When I travel, nearly all my plug-in devices that plug into mains are "wall warts" or "bricks" that operate on 100-240V AC, and some can even handle DC.


----------



## Guest (Sep 13, 2017)

Thanks for the replies



PerRock said:


> Most cars all have grounded outlets in them these days, so I wouldn't worry. However if you want to, you can buy a simple adapter (like this one) that you can plug on to the power-bar if needed (no need for any electrical work!)
> 
> peter


Can't get that here and they do not ship to the UK  Great idea though



BCL said:


> You should have no issues.
> 
> Does this strip do voltage conversion? Are you using only devices that can operate on a wide range of voltages?

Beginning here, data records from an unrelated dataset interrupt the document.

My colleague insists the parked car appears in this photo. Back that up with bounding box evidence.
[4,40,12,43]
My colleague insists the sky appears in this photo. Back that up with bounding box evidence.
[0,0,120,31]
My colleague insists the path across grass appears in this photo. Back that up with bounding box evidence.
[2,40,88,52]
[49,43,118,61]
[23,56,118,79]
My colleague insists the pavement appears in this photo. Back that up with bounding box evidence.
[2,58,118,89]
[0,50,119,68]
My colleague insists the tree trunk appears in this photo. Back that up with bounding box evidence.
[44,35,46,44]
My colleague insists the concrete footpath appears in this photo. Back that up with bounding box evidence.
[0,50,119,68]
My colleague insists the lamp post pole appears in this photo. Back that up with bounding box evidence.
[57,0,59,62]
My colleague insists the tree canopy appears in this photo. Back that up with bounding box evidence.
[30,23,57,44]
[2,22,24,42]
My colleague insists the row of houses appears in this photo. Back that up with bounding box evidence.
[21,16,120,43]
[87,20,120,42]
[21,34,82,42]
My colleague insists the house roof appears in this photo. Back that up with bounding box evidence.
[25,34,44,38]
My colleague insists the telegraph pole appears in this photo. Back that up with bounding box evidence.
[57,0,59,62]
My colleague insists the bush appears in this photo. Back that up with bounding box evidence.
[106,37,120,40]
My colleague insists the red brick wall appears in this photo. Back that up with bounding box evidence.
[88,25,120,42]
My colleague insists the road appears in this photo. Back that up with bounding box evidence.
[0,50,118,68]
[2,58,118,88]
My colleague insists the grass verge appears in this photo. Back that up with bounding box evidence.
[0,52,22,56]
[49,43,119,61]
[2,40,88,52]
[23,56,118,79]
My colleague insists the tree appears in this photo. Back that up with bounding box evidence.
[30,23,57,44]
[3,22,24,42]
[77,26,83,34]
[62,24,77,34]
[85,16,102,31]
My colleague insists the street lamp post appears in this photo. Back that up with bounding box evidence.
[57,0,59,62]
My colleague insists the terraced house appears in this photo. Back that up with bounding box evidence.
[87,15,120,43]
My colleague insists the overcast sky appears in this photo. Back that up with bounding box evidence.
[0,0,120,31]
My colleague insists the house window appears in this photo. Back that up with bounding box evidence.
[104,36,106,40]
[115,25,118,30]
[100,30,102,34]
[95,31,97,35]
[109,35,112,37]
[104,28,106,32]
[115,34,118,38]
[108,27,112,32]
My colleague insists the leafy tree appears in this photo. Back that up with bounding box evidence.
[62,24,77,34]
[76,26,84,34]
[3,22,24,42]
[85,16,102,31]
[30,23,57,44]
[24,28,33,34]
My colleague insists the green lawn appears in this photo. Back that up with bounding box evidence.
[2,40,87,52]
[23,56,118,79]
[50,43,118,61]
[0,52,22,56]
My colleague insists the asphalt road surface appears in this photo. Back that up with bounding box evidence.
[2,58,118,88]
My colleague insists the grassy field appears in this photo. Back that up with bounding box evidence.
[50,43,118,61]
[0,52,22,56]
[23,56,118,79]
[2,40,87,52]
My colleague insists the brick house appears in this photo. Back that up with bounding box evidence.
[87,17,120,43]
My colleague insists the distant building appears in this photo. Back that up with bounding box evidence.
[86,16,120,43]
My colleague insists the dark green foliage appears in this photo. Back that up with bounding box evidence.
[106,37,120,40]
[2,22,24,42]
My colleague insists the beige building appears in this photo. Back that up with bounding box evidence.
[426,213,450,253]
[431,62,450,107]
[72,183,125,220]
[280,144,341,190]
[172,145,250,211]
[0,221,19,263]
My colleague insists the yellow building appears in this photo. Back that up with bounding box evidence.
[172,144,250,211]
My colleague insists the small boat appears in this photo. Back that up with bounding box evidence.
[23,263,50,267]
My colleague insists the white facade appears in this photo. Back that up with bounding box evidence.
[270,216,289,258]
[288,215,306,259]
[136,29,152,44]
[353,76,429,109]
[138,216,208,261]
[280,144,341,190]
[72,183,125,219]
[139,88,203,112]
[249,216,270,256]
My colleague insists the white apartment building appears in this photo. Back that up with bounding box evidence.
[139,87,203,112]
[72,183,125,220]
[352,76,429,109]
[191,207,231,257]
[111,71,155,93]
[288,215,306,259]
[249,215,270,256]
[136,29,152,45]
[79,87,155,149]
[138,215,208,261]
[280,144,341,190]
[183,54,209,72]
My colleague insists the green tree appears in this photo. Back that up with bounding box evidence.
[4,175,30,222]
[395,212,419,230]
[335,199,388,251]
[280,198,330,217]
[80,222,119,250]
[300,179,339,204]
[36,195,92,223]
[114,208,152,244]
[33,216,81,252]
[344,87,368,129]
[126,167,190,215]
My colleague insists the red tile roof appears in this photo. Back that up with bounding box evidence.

If it's only passing through 120V AC, then a higher voltage device obviously is going to have issues working.
> 
> When I travel, nearly all my plug-in devices that plug into mains are "wall warts" or "bricks" that operate on 100-240V AC, and some can even handle DC.


No it does not convert, but the devices I will use have multi voltage adaptors (phone chargers and laptop PSU - but do not intend using the laptop much at all!)


----------



## caravanman (Sep 13, 2017)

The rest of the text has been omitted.